In the fall of 2012, the National Building Museum presents two photography exhibitions exploring the meaning of Detroit, Michigan. In Detroit Disassembled the artist Andrew Moore offers dramatic, classically-inspired images of the ruins found in the Motor City. Detroit Is No Dry Bones, by documentarian Camilo José Vergara, is a portrait of urban flux incorporating sequences of photos taken over two decades. In contrasting approaches to Detroit, Moore shows ruins returning to the earth and Vergara shows a transient city of reinvention. The exhibitions are on view in adjacent galleries from September 30, 2012 through February 18, 2013.

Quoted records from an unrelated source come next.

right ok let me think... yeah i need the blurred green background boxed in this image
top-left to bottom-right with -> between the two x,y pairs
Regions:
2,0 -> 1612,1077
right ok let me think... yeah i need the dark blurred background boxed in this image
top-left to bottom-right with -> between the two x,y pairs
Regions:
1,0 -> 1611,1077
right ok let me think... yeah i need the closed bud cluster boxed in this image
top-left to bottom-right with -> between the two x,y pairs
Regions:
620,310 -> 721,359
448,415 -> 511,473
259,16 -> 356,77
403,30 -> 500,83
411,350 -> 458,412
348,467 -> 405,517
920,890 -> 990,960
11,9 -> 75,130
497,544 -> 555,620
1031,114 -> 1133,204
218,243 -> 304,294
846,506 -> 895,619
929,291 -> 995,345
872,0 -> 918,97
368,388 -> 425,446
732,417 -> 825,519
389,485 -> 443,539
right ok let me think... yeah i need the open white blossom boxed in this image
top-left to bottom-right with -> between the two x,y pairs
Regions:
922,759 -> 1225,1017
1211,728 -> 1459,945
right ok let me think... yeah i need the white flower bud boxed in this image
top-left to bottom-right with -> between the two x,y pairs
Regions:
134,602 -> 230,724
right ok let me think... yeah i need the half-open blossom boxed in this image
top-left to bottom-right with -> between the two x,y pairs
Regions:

The spectacle of Detroit’s decay has been widely circulated by the traditional press, online, and through social media, triggering debates over what can and should be done for the city. Its post-industrial ruins and abandoned landscapes are seen by many as eyesores in need repair or redevelopment, while outside artists and urban explorers make pilgrimages to the same locations. At the same time, both old and new residents are taking a DIY approach to redefining Motown, starting new businesses, farms, and organizing for positive change. Once the largest and most important manufacturing center of the 20th century, Detroit is a complex shrinking city that has become many cities in one, or in Vergara's words "The Eternal City of the Industrial Age."